Version 5 (modified by endres, 19 years ago) (diff) |
---|
AlignmentGenerator: Hotspot AlignmentGenerator
Developers: Björn Endres
Description
This experimental AlignmentGenerator tries to tackle large scale ontology alignment, for which other approaches fail due to high memory and/or performance requirements. The general idea is a "divide and conquer" approach, continously aligning a number of parts of the ontologies and joining them it to a single, large alignment.
A basic concept, that is used within this approach, is the ContextOntology. It defines a subontology by taking a single class of another ontology, called anchor, and adding all related classes within a certain distance to it. The relation currently used is the subclass relation, but any other class to class relation could be used just as well. The distance is to be called context depth. The resulting set of classes is then interpreted as a new (sub)ontology. Every relation/property of the original classes could be used, but have to be truncated to the classes that are actually contained in the new ontology.

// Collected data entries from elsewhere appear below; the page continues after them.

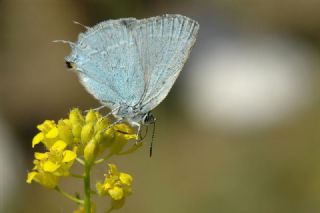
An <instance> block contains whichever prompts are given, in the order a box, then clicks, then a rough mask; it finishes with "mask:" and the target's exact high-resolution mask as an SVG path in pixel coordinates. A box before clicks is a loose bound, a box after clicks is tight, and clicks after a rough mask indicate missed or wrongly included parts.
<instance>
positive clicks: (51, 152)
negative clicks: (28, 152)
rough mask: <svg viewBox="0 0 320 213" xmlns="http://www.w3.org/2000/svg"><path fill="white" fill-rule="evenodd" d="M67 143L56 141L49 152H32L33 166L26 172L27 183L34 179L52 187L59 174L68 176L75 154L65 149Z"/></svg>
mask: <svg viewBox="0 0 320 213" xmlns="http://www.w3.org/2000/svg"><path fill="white" fill-rule="evenodd" d="M66 147H67V144H66V143H65V142H64V141H62V140H58V141H56V142H55V143H54V144H53V145H52V146H51V148H50V150H49V152H45V153H40V152H36V153H35V154H34V157H35V160H34V165H35V166H34V168H33V170H32V171H31V172H29V173H28V178H27V183H31V182H32V181H36V182H38V183H39V184H41V185H43V186H45V187H47V188H54V187H56V186H57V184H58V181H59V177H60V176H68V175H69V170H70V168H71V166H72V165H73V162H74V160H75V159H76V157H77V154H76V153H75V152H74V151H71V150H65V149H66Z"/></svg>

In this context, a Hotspot consists of the following attributes:
- a source ContextOntology
- a target ContextOntology
- an alignment between those two
The general idea of the algorithm is now, to identify a Hotspot using single sure matches as anchors. Then, this Hotspot is optimised in size with respect to a hotspot quality measure. Finally, the resulting hotspot is joined with every other hotspot it overlaps (in both, source and target).
To implement this approach, the algorithm requires two exchangeable modules, which are specified by the interfaces HotspotIdentifier and HotspotMeasure.
Characteristics
Evaluation/Performance
Specification
Parameters
Parameter name | ValueType | Default | Description |
PARAM_TAXONOMY_ONLY | Boolean | FALSE | Defines whether only the taxonomy (classses) should be aligned. This defaults to aligning the classes along with the properties. |
PARAM_THRESHOLD | Double | 0.0 | This standard parameter forces the algorithm to drop all relations with lesser confidence. However, this parameter must be chosen carefully, since the confidences produced by the BordaCount? algorithm are no explanatory values. It would probably make more sense, to apply a threshold to each SimilarityMeasure, but this requires for a set of threshold parameters and not just a single one. |
Dependencies
License Issues
This module is subject to the license the PhaseLibs project is published under.